Many people are investing in their health and wellness these days by creating a collection of equipment to replace going to a fitness center. How you build a home gym will depend on your finances, abilities, space and training goals.

Building a pull-up bar, making a sandbag, finding an old tire, getting a sledgehammer or using rubber bands can add variety to your training routine. With a moderate investment and space, a wall-mounted rack, bench, barbell, plates, dumbbells and kettlebells can create a home gym that rivals most fitness centers.

Depending on your situation, a basic home gym or the deluxe home gym/fitness center can keep you moving toward your fitness and health goals.

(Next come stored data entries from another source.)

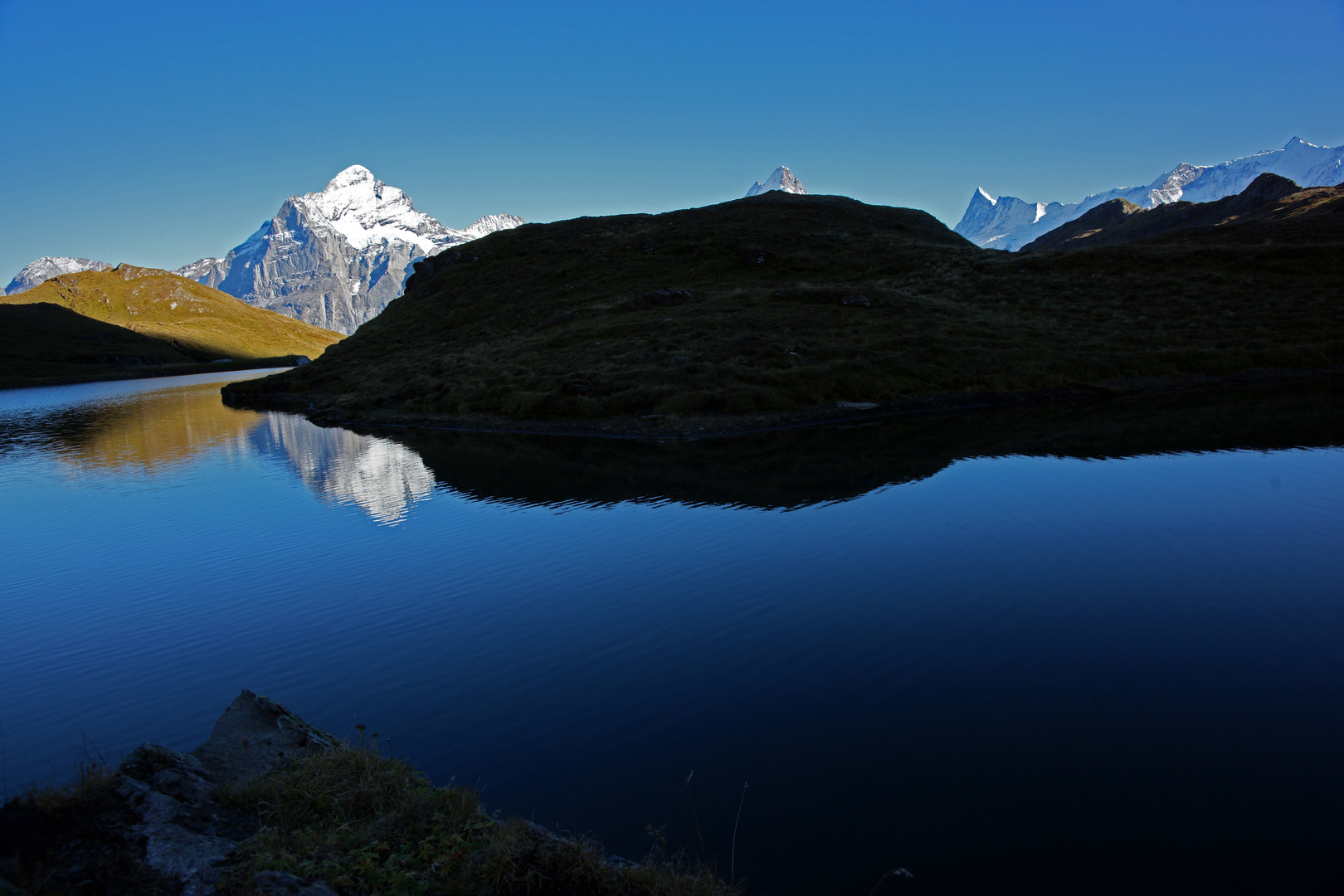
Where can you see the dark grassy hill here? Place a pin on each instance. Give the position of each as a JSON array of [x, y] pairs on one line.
[[782, 304], [47, 340], [139, 321], [1266, 197]]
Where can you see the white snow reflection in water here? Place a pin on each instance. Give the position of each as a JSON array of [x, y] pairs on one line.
[[378, 476]]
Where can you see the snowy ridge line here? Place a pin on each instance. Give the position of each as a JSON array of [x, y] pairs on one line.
[[46, 268], [1010, 223]]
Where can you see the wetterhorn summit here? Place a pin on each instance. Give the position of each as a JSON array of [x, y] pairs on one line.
[[339, 257]]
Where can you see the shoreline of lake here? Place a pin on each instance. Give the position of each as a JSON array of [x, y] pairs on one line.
[[696, 426], [155, 373]]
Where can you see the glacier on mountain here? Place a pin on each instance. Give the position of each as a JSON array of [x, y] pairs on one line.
[[336, 258], [782, 179], [46, 268], [1007, 222]]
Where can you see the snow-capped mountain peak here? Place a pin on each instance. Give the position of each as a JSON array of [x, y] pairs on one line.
[[1008, 222], [338, 257], [49, 266], [366, 212], [782, 179]]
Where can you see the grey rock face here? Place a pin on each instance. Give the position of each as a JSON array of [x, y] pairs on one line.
[[253, 737], [175, 798], [339, 257], [183, 826], [46, 268]]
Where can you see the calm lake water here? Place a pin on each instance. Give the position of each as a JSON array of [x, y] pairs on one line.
[[1089, 649]]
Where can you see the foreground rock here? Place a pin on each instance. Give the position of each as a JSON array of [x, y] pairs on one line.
[[158, 825]]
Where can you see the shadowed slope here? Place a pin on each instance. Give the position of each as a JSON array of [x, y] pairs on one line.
[[1269, 197], [782, 304]]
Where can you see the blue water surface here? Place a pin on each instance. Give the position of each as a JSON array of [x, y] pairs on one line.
[[1022, 672]]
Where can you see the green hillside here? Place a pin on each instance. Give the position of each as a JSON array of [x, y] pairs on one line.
[[785, 305], [138, 320]]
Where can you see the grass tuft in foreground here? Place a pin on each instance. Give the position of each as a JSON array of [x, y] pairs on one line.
[[370, 824]]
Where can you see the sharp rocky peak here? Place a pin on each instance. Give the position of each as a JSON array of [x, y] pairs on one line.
[[782, 179]]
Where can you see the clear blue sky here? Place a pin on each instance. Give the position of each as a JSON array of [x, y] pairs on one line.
[[158, 134]]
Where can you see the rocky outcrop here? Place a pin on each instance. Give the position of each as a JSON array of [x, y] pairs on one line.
[[183, 825], [160, 822]]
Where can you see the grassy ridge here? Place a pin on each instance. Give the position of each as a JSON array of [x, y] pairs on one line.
[[95, 321], [778, 303]]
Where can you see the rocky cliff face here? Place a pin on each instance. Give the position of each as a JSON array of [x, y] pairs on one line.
[[46, 268], [1007, 222], [339, 257], [782, 179]]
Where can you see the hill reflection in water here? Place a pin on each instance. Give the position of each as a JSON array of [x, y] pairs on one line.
[[800, 468], [379, 476], [162, 425], [156, 427]]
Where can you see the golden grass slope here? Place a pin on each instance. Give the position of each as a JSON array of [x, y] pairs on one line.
[[197, 320]]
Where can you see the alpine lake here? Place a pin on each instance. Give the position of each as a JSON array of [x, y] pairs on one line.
[[1092, 648]]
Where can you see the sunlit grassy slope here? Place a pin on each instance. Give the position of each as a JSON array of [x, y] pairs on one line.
[[782, 303], [195, 321]]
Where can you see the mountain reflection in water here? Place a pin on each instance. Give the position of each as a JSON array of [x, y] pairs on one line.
[[153, 427], [800, 468], [1011, 674], [385, 473], [378, 476]]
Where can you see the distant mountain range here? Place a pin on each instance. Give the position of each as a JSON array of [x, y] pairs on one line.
[[339, 257], [782, 179], [46, 268], [1007, 222]]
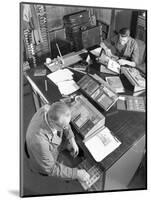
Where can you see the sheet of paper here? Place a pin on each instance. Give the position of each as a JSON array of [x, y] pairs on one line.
[[60, 75], [67, 87], [102, 144], [96, 51], [114, 66]]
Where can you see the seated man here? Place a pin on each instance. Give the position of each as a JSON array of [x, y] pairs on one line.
[[125, 47], [44, 142]]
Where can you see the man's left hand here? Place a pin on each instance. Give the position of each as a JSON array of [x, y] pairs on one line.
[[122, 62], [75, 149]]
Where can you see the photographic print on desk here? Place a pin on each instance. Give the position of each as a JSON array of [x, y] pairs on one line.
[[47, 165]]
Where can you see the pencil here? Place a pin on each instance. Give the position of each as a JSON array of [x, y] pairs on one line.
[[46, 87]]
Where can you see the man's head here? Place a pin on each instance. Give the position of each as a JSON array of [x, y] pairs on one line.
[[60, 114], [124, 34]]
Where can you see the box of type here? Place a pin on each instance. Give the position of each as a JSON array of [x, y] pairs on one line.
[[85, 117]]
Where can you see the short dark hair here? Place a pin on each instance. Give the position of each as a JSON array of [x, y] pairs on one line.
[[124, 32], [57, 109]]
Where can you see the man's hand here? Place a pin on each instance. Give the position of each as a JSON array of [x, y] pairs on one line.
[[106, 49], [82, 175], [108, 52], [122, 62], [75, 148]]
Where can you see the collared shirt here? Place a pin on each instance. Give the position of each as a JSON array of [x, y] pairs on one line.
[[129, 51], [43, 144]]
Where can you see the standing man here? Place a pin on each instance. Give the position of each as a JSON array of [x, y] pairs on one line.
[[47, 128], [125, 47]]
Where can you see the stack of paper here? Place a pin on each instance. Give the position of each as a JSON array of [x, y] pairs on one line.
[[63, 78], [116, 83], [102, 144]]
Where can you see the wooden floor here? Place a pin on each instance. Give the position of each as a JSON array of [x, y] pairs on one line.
[[38, 185]]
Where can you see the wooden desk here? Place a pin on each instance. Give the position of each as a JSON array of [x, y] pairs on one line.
[[119, 166]]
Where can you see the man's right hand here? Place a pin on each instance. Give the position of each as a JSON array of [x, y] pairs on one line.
[[82, 175]]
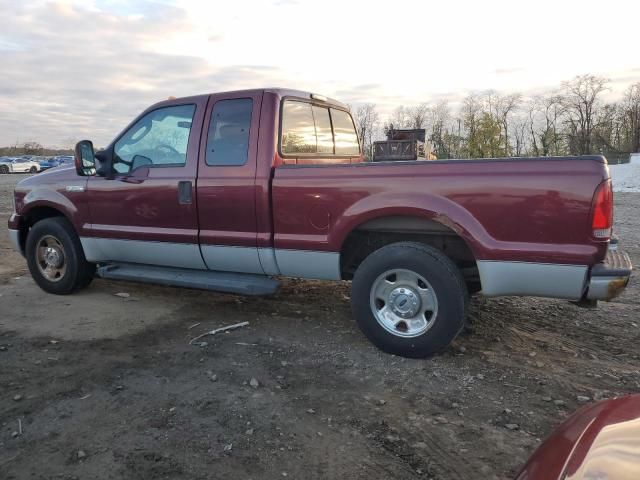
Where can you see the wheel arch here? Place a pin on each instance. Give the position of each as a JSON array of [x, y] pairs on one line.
[[35, 212], [419, 226]]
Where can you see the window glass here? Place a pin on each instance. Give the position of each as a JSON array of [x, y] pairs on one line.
[[344, 133], [228, 140], [159, 138], [324, 134], [298, 130]]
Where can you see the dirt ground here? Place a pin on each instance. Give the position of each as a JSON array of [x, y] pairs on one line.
[[99, 386]]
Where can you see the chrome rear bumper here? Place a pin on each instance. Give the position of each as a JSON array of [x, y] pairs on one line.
[[609, 279]]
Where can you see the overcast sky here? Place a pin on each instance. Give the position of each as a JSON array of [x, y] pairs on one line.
[[73, 70]]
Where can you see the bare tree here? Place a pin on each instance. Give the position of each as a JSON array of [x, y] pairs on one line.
[[418, 115], [545, 113], [506, 105], [581, 98], [367, 119], [631, 109]]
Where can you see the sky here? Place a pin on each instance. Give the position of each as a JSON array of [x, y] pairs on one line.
[[72, 70]]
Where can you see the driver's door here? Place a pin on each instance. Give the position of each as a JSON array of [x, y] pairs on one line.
[[145, 212]]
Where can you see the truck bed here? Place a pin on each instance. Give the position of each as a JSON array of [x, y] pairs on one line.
[[515, 209]]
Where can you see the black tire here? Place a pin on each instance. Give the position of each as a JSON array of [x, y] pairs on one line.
[[78, 272], [448, 287]]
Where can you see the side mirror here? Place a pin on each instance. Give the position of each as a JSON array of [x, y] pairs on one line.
[[85, 158]]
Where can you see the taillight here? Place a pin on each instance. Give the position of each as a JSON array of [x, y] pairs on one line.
[[602, 211]]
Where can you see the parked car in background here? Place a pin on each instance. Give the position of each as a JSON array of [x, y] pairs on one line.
[[19, 165], [598, 441], [47, 163]]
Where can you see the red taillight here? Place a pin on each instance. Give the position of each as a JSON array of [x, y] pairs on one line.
[[602, 211]]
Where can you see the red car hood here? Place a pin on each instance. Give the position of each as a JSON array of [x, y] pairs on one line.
[[599, 441]]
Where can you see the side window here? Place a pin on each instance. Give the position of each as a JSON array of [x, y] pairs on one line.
[[311, 129], [228, 139], [324, 134], [298, 129], [344, 132], [159, 138]]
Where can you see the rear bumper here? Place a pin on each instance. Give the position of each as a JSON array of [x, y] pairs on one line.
[[610, 278]]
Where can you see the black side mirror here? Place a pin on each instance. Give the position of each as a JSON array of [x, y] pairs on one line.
[[85, 158]]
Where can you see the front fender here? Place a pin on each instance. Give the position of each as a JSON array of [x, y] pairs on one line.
[[72, 204]]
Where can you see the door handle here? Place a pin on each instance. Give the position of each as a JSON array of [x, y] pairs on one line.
[[185, 192]]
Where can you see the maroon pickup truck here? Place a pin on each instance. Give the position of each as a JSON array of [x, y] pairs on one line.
[[228, 191]]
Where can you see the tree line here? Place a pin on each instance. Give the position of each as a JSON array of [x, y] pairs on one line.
[[573, 119]]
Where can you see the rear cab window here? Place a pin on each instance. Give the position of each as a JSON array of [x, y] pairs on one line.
[[317, 134], [228, 138]]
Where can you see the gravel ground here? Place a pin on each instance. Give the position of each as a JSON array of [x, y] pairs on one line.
[[95, 385]]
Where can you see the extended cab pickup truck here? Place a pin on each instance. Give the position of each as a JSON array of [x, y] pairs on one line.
[[229, 191]]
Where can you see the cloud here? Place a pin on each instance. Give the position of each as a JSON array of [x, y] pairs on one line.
[[508, 71], [71, 73]]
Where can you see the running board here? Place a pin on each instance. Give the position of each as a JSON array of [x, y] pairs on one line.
[[241, 283]]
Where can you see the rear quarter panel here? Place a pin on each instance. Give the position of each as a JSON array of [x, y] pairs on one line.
[[532, 210]]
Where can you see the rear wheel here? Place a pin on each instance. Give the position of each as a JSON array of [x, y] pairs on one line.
[[55, 257], [409, 299]]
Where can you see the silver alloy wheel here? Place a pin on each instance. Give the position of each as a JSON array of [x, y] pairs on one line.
[[50, 258], [403, 303]]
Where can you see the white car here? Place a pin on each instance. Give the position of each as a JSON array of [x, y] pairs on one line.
[[18, 165]]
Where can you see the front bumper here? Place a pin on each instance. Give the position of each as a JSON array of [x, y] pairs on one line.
[[610, 278]]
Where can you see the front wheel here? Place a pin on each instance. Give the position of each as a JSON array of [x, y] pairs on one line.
[[409, 299], [55, 257]]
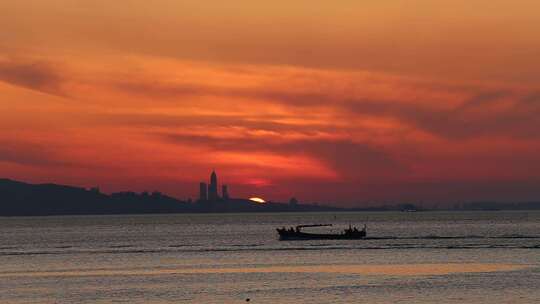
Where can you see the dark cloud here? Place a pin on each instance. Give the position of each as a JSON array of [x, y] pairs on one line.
[[474, 117], [39, 76], [349, 159]]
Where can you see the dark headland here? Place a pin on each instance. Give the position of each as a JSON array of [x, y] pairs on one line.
[[24, 199]]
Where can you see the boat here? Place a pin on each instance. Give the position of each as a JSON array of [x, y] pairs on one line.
[[296, 233]]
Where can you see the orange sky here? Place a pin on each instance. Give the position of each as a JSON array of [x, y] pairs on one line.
[[346, 102]]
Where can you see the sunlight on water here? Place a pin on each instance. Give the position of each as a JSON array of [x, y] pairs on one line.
[[432, 257]]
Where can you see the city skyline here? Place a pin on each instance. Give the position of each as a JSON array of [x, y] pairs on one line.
[[364, 101]]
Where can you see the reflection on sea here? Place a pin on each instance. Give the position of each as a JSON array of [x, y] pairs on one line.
[[432, 257]]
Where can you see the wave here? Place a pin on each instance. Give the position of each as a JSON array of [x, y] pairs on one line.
[[310, 247]]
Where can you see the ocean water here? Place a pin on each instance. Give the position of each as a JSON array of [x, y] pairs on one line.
[[422, 257]]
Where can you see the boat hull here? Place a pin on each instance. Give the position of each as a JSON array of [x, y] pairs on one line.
[[286, 235]]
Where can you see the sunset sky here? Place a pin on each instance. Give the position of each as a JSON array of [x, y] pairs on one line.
[[345, 101]]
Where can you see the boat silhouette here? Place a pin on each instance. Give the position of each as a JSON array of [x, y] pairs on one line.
[[296, 233]]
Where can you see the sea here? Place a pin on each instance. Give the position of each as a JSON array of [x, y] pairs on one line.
[[408, 257]]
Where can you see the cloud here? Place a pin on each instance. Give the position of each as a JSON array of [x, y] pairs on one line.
[[349, 159], [34, 75]]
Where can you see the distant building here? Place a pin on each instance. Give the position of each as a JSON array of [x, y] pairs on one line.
[[212, 188], [209, 192], [203, 192], [95, 190], [224, 192]]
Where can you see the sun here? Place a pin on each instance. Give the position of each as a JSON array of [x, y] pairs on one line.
[[257, 200]]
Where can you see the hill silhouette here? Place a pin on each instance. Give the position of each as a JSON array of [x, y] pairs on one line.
[[23, 199]]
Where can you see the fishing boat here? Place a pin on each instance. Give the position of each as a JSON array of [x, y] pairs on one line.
[[296, 233]]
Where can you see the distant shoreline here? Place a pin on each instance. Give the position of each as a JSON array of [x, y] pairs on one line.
[[24, 199]]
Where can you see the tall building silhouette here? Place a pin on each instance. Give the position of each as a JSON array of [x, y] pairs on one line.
[[203, 192], [212, 188], [224, 192]]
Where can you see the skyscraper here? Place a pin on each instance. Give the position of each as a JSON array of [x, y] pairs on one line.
[[203, 192], [212, 188], [224, 192]]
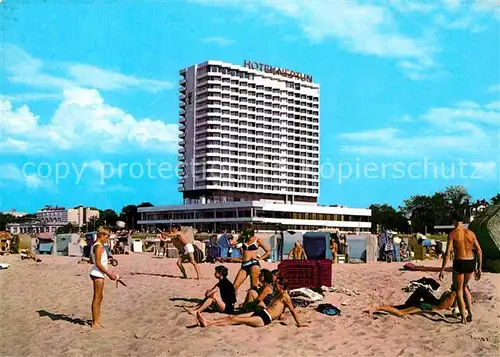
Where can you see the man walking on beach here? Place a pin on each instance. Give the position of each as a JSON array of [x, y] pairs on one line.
[[186, 249], [462, 240]]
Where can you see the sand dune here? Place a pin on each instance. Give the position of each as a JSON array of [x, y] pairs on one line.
[[45, 308]]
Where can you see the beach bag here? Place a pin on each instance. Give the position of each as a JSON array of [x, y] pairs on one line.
[[328, 309]]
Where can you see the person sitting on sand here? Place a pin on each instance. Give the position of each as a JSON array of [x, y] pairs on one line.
[[186, 249], [227, 298], [98, 273], [261, 295], [420, 301], [297, 252], [262, 316]]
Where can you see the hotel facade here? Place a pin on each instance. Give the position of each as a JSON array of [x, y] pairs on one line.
[[249, 152]]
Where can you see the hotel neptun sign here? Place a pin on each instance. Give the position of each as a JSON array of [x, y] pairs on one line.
[[277, 71]]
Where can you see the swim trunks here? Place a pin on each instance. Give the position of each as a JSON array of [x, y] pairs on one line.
[[464, 266], [264, 315], [248, 264], [188, 248], [425, 306]]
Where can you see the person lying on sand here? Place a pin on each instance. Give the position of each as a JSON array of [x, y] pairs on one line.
[[261, 295], [421, 301], [227, 298], [262, 316], [29, 255]]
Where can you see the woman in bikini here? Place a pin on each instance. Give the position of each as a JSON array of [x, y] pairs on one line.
[[250, 265], [262, 316]]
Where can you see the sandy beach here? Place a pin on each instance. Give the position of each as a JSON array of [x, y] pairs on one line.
[[45, 308]]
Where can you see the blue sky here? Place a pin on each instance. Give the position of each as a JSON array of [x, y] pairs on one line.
[[410, 94]]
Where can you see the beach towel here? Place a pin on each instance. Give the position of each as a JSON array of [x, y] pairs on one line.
[[306, 294], [413, 267], [328, 309], [341, 290], [300, 302], [427, 283]]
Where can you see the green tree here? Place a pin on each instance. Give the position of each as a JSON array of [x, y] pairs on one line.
[[419, 209], [386, 217], [67, 228], [131, 216], [458, 200]]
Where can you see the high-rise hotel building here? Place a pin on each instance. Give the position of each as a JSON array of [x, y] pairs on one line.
[[248, 133], [249, 152]]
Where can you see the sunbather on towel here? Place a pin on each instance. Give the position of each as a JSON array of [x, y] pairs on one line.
[[420, 301], [262, 316]]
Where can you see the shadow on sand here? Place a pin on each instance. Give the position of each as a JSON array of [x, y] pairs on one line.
[[160, 275], [193, 300], [62, 317]]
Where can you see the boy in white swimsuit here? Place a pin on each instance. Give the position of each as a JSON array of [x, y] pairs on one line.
[[98, 273]]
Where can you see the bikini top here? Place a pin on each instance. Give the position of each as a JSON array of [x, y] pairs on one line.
[[253, 246]]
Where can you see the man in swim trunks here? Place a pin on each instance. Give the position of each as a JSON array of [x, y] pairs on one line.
[[261, 317], [186, 249], [225, 303], [462, 240], [297, 252]]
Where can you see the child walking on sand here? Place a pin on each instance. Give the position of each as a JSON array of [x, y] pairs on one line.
[[98, 273], [225, 303]]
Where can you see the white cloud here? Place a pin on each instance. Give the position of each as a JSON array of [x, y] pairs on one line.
[[27, 97], [111, 188], [468, 104], [360, 27], [413, 6], [95, 77], [83, 122], [22, 68], [468, 129], [464, 23], [11, 173], [494, 105], [218, 40], [452, 5], [369, 135]]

How About a Home Gym Fitness Test?

Often, a one-month challenge to improve on a few exercises is a good way to get motivation to focus on performance goals. You may also have weight loss or weight gain goals. Take a month and focus on the following performance challenges and see if you are still burning or consuming enough calories to maintain your weight loss and weight gain goals.

Typically, the variety of goals can be accomplished as long as you are moving more, pushing perceived limitations on a few exercises and keeping track of your food intake.

Here is an At-Home Fitness Challenge with many options:

How it Works: Assess yourself on two upper body exercises, two lower body exercises, and two cardio exercises (short sprint or longer events). Train like you normally do, but add in the selected exercises to your daily training program. Assess yourself again on those exercises after four weeks of specific training additions to your programming.

1. Your military fitness test

The beauty of most military or police fitness tests is that they can be done with minimal equipment since they focus on basic calisthenics like push-ups, sit-ups/crunches/plank pose, pull-ups and a run.

However, some military branches are expanding their tests, and those will require some equipment. But you can still prepare for most of them.

Try these basic fitness test exercises that require space and a pull-up bar.

Least Investment – Just Do Body Weight:

Push-ups: max, 1-2 minutes Sit-ups, Crunches or Plank Pose: 1-2 minutes, though push the plank for 4-5 minutes if you choose that one.

Pull-ups: max reps Burpees: max in 2 minutes Hanging Knee-ups or Leg Tucks: Max Reps Vertical Jump Standing Broad Jump Grip test: hang on pull-up bar for max time.

2. Running

You can choose a variety of run distances and speeds for your home fitness test. For example, you can do shuttle runs that last 5-10 seconds, sprints that last less than a minute or timed runs that take 40 or more minutes. The choice depends on you and your goals.

Here are some options:

120-foot shuttle run: 4 x 10-yard sprint (used by service academies) 300-yard shuttle run: 12 x 25-yard shuttle run sprint (used by spec ops programs) 300 meter sprint: (used by the FBI) 1-mile timed run: This is a good place to start! Many groups still use the mile as a fitness test standard. 1.5-mile timed run: Navy, Coast Guard and Air Force tests 2-mile timed run: Army PFT and CFT Test 3-mile timed run: USMC PFT Test 4-mile timed run: Navy SEAL Training Weekly Test 5-mile timed run: Army Ranger/SF test

Progressing over time and building up your running miles and pace can be a great long-term goal for those who start off with the 1-mile timed run goal. Consider a running program with logical progressions so you do not do too much too soon and too fast.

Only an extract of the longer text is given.